"Saat koleksiyoneri olmak için önce nakit sonra da vakit olması lazım" diyen Erol Ata, değerli ve tasarım saat özelliği taşıyan parçaları 1990'dan itibaren toplamaya başladığını, iş yerinin belli bir bölümünü bunun için ayırdığını anlattı. Ata, koleksiyonerliğinin 25. yılında olduğunu vurgulayarak, "Başlangıçta saat olarak hangi obje olursa olsun çalışıp, çalışmadığına bakmadan alıyordum. Belli bir doyuma ulaştıktan sonra, bu sefer özelliği olan ve çalışan saatleri tercih etmeye başladım. Parayla saatlerimden almak isteyenleri de reddediyorum. Artık son yıllarda alabileceğim saat çeşidi fazla kalmadığı için yüzük, gramofon ve radyo koleksiyonu yapmaya başladım" diye konuştu.
2 BİNİ GEÇTİ
Arkadaşlarının kendisine "sen zamanı biriktiriyorsun" dediklerini aktaran Ata, "Yaklaşık 2 bini geçen saat koleksiyonum var, ben bu sayıyı artırmayı hedefliyorum. Evimin salonunda da 40-50 civarında saatim var. Günlük üzerimde en az 2 saat bulunduruyorum, bazen takım elbise giydiğimde bu sayı 6'ya kadar çıkabiliyor. Saatlerim arasında yüzük, kravat iğnesi, manşet ve rozet olarak aksesuar şeklinde kullandıklarım da yer alıyor" dedi.
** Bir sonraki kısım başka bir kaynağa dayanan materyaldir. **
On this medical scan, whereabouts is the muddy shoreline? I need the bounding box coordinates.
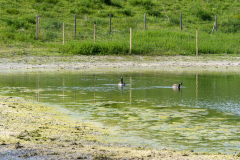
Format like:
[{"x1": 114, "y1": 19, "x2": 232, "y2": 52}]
[
  {"x1": 0, "y1": 56, "x2": 240, "y2": 160},
  {"x1": 0, "y1": 56, "x2": 240, "y2": 72}
]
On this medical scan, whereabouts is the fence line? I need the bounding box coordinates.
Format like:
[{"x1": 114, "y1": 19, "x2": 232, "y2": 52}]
[{"x1": 0, "y1": 13, "x2": 240, "y2": 54}]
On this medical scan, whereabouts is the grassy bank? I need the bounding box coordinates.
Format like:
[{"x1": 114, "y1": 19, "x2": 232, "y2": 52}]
[
  {"x1": 0, "y1": 97, "x2": 238, "y2": 160},
  {"x1": 0, "y1": 0, "x2": 240, "y2": 55}
]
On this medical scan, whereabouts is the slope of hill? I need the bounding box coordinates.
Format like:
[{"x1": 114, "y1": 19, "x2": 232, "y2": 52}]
[{"x1": 0, "y1": 0, "x2": 240, "y2": 54}]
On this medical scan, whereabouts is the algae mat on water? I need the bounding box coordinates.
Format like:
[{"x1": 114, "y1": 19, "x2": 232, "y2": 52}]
[{"x1": 0, "y1": 97, "x2": 237, "y2": 159}]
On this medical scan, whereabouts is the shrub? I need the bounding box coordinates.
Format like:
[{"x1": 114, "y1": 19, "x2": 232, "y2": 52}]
[
  {"x1": 6, "y1": 8, "x2": 20, "y2": 14},
  {"x1": 196, "y1": 9, "x2": 212, "y2": 21}
]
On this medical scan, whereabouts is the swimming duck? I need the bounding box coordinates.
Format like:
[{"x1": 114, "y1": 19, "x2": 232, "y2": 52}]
[
  {"x1": 118, "y1": 77, "x2": 126, "y2": 87},
  {"x1": 172, "y1": 82, "x2": 183, "y2": 89}
]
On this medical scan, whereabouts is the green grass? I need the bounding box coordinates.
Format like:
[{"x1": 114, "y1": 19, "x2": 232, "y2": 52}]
[{"x1": 0, "y1": 0, "x2": 240, "y2": 55}]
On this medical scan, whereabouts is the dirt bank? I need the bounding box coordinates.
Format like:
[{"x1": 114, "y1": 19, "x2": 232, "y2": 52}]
[{"x1": 0, "y1": 55, "x2": 240, "y2": 72}]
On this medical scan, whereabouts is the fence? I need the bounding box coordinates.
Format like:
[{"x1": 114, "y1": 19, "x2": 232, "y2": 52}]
[{"x1": 0, "y1": 14, "x2": 240, "y2": 55}]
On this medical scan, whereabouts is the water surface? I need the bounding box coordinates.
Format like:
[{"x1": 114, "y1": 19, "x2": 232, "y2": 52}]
[{"x1": 0, "y1": 72, "x2": 240, "y2": 153}]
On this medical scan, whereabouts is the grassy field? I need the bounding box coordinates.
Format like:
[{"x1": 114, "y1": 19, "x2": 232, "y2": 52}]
[{"x1": 0, "y1": 0, "x2": 240, "y2": 55}]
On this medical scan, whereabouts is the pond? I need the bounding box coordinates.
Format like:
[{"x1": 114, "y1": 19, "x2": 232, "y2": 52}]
[{"x1": 0, "y1": 72, "x2": 240, "y2": 153}]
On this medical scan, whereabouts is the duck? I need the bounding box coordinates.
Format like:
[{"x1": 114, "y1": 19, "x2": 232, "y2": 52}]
[
  {"x1": 118, "y1": 77, "x2": 126, "y2": 87},
  {"x1": 172, "y1": 82, "x2": 183, "y2": 89}
]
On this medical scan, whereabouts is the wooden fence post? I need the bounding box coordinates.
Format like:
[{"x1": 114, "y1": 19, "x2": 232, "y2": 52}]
[
  {"x1": 94, "y1": 22, "x2": 96, "y2": 43},
  {"x1": 109, "y1": 13, "x2": 112, "y2": 34},
  {"x1": 215, "y1": 15, "x2": 217, "y2": 32},
  {"x1": 196, "y1": 30, "x2": 198, "y2": 56},
  {"x1": 129, "y1": 27, "x2": 132, "y2": 54},
  {"x1": 74, "y1": 14, "x2": 77, "y2": 36},
  {"x1": 36, "y1": 15, "x2": 39, "y2": 40},
  {"x1": 180, "y1": 13, "x2": 182, "y2": 31},
  {"x1": 144, "y1": 13, "x2": 147, "y2": 30},
  {"x1": 63, "y1": 22, "x2": 65, "y2": 45}
]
Ata, bazı saatleri almak için 3-4 yıl uğraştığını, bunun ayrı bir keyfi olduğunu belirterek, şunları söyledi: "En uzun süre uğraştıran külçe altın olmayan ama külçe görünümlü saatim oldu. İsviçre yapımı tasarım ürünü saat için 3,5 yıl uğraştım. 3 ayda bir gidip bu saati istiyordum, saatin o zamanki sahibi de her defasında reddediyordu. En son gittiğimde çok yüksek bir rakam söyledi, istediği rakamı çıkarıp verdim, saati aldım."